血糖値を下げるだけでは不十分 脂質異常や高血圧のチェックも
糖尿病というと、その名前から「尿に糖が出る病気」と考えている方がかなりいます。しかし糖尿病は、糖(ブドウ糖)が血液中に停滞する病気です。糖は「酸化」などの化学反応で血管の内側の壁を傷つける性質があるため、血液中に糖が多い状態が続くと、血管がダメージを受け、動脈硬化を進行させます。
つまり、糖尿病は「血管がダメージを受ける病気=動脈硬化を進行させる病気」と捉えるべき。そして、「血管がダメージを受ける病気」は糖尿病に限りません。

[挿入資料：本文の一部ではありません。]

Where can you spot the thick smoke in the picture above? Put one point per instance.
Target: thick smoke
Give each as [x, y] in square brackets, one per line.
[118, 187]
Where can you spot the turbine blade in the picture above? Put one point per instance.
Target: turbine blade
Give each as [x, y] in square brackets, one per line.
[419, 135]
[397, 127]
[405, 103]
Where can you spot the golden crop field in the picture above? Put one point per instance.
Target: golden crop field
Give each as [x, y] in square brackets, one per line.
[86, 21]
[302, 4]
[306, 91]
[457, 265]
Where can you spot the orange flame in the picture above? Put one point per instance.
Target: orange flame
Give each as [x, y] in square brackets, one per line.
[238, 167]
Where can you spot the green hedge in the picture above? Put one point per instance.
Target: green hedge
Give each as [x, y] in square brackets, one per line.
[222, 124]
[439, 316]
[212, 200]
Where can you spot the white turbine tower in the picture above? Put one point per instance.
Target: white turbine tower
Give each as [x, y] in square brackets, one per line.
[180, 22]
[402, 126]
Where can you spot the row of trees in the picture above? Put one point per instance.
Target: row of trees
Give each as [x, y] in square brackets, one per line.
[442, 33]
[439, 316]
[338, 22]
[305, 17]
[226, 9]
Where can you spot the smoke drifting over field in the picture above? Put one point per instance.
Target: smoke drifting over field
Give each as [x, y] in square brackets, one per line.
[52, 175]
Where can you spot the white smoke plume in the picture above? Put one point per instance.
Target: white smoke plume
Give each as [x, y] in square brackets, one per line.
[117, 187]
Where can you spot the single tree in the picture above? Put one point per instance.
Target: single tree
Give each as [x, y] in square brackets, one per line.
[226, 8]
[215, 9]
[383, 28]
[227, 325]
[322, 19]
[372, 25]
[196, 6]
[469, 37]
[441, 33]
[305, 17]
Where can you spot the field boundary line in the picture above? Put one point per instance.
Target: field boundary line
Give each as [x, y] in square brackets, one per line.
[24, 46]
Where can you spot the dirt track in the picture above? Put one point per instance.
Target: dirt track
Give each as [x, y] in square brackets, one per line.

遺伝的要因が大きい1型糖尿病に対し、2型糖尿病は生活習慣が大きく関係しています。主なリスク要因として肥満が挙げられますが、肥満は脂質異常症や高血圧の主なリスク要因でもあります。
肥満になると、脂肪を蓄える白色脂肪細胞から分泌される物質「TNF―α」と「レジスチン」の量が増え、血液中のブドウ糖が白色脂肪細胞へと取り込まれにくくなり、高血糖になります。前述の通り、それが血管にダメージを与えます。
また、肥満になると、遊離脂肪酸という物質が血液中に増えます。その一部が肝臓で中性脂肪やコレステロールに変わり、血液中に戻され、血液中の脂質が多くなります。これが脂質異常症で、糖尿病と同様に、動脈硬化を進行させ、血管にダメージを与えます。